Poder Nadar Blah Blah is an organic (read: unplanned) instrumental, one of many many songs I wrote over the years by playing an open E major chord on the guitar and sliding up and down the guitar neck to make blue-ish sounds. It starts relatively well, gets a bit boring, and then peters out towards the end. A progression many of us will come to know very well, I imagine.
I used to listen to it a lot while walking or on the bus, probably for two reasons:
1 – it’s boring enough to work well as background music. Nothing to really concentrate on – just soft, glossy sounds, thick textures, and a level of emotion that can be accurately depicted with the use of a hyphen: –
2 – the fact that I don’t sing lends it an air of professionalism, despite the numerous messy moments and lack of real musical intrigue. Until I learnt, very late on, how to use my voice in recordings, the singing was always the single detail that made my songs sound like the work of a hobbyist, not a real, proper musician. Listening to instrumentals like this or Imminent Death And Bubbles allowed me to escape from the prison of my own voice box.
But, as I’ve mentioned before, these vague non-substantial efforts don’t stand the test of time. They exist in my memory like weak sighs, like my past self was never really trying to be anything when he made them. I prefer the anguished cries of my over-dramatic, under-worked songs because I can hear the ambition behind the shit.
Real life memory: my friend, the bassist in my school band, once told me he liked the bit in the middle, starting 1.47, and that it sounded ‘a bit like Gershwin’. After nodding confidently but modestly, I went home to look up Gershwin and was pretty happy with that comparison. Basically I just play a few dissonant notes on the bass over some chords. It’s not jazz, it’s not Gershwin. It does sound nice though, I’ll stand by that.

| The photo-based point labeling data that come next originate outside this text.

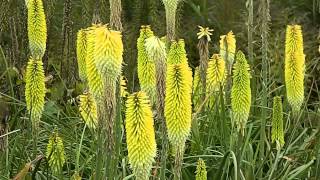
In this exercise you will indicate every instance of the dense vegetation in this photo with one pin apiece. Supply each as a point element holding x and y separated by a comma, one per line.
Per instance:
<point>168,89</point>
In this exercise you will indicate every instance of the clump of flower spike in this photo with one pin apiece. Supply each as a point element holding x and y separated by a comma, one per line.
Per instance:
<point>178,103</point>
<point>35,90</point>
<point>123,87</point>
<point>277,122</point>
<point>146,66</point>
<point>196,92</point>
<point>108,50</point>
<point>228,49</point>
<point>140,135</point>
<point>241,92</point>
<point>177,53</point>
<point>201,172</point>
<point>171,8</point>
<point>94,78</point>
<point>55,153</point>
<point>37,28</point>
<point>294,67</point>
<point>88,110</point>
<point>81,53</point>
<point>216,76</point>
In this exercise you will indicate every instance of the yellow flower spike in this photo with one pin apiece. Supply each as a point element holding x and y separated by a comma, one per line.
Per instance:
<point>140,135</point>
<point>81,53</point>
<point>37,28</point>
<point>294,67</point>
<point>88,110</point>
<point>241,92</point>
<point>201,172</point>
<point>95,83</point>
<point>228,48</point>
<point>277,122</point>
<point>35,90</point>
<point>216,77</point>
<point>171,8</point>
<point>196,89</point>
<point>178,104</point>
<point>108,50</point>
<point>205,32</point>
<point>55,153</point>
<point>177,53</point>
<point>146,65</point>
<point>123,87</point>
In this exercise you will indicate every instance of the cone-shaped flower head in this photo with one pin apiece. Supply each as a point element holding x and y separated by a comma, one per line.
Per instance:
<point>35,90</point>
<point>88,110</point>
<point>81,53</point>
<point>123,87</point>
<point>228,48</point>
<point>196,92</point>
<point>55,153</point>
<point>216,73</point>
<point>277,122</point>
<point>108,50</point>
<point>178,103</point>
<point>177,53</point>
<point>95,83</point>
<point>146,65</point>
<point>216,77</point>
<point>201,172</point>
<point>156,48</point>
<point>140,135</point>
<point>294,66</point>
<point>37,28</point>
<point>171,8</point>
<point>241,92</point>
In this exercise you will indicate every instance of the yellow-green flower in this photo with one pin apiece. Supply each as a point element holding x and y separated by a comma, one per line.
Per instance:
<point>95,83</point>
<point>88,110</point>
<point>55,153</point>
<point>146,65</point>
<point>228,49</point>
<point>140,135</point>
<point>177,53</point>
<point>196,92</point>
<point>216,77</point>
<point>81,53</point>
<point>201,172</point>
<point>241,92</point>
<point>294,67</point>
<point>108,50</point>
<point>277,122</point>
<point>35,90</point>
<point>178,103</point>
<point>37,28</point>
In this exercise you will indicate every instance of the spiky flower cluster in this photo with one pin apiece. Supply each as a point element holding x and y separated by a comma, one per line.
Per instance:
<point>81,53</point>
<point>241,92</point>
<point>201,172</point>
<point>35,90</point>
<point>108,50</point>
<point>177,53</point>
<point>95,82</point>
<point>140,135</point>
<point>294,66</point>
<point>146,65</point>
<point>88,110</point>
<point>216,76</point>
<point>277,122</point>
<point>37,28</point>
<point>55,153</point>
<point>178,103</point>
<point>228,48</point>
<point>196,92</point>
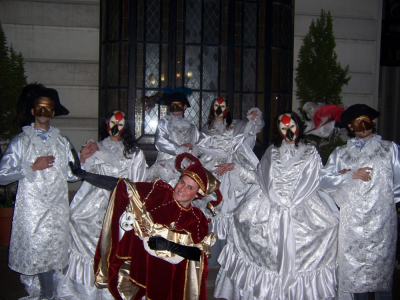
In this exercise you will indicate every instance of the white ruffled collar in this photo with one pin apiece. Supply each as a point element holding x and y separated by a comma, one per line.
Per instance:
<point>37,141</point>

I also remember exactly where I was standing in the kitchen when I played my parents the song, and which speakers I played it on, as my Dad made dinner. I don’t know exactly what his comment was, but I know it was weakly negative – an elaborate ‘meh’. I think this stuck in my mind because it was a clear example of that moment when the bubble of self-congratulation you can become stuck in while creating anything bursts. I had become convinced, I think, that Poder Nadar was a great leap forwards. Maybe it was, in my quest to become the World’s Premier Elevator Music Composer.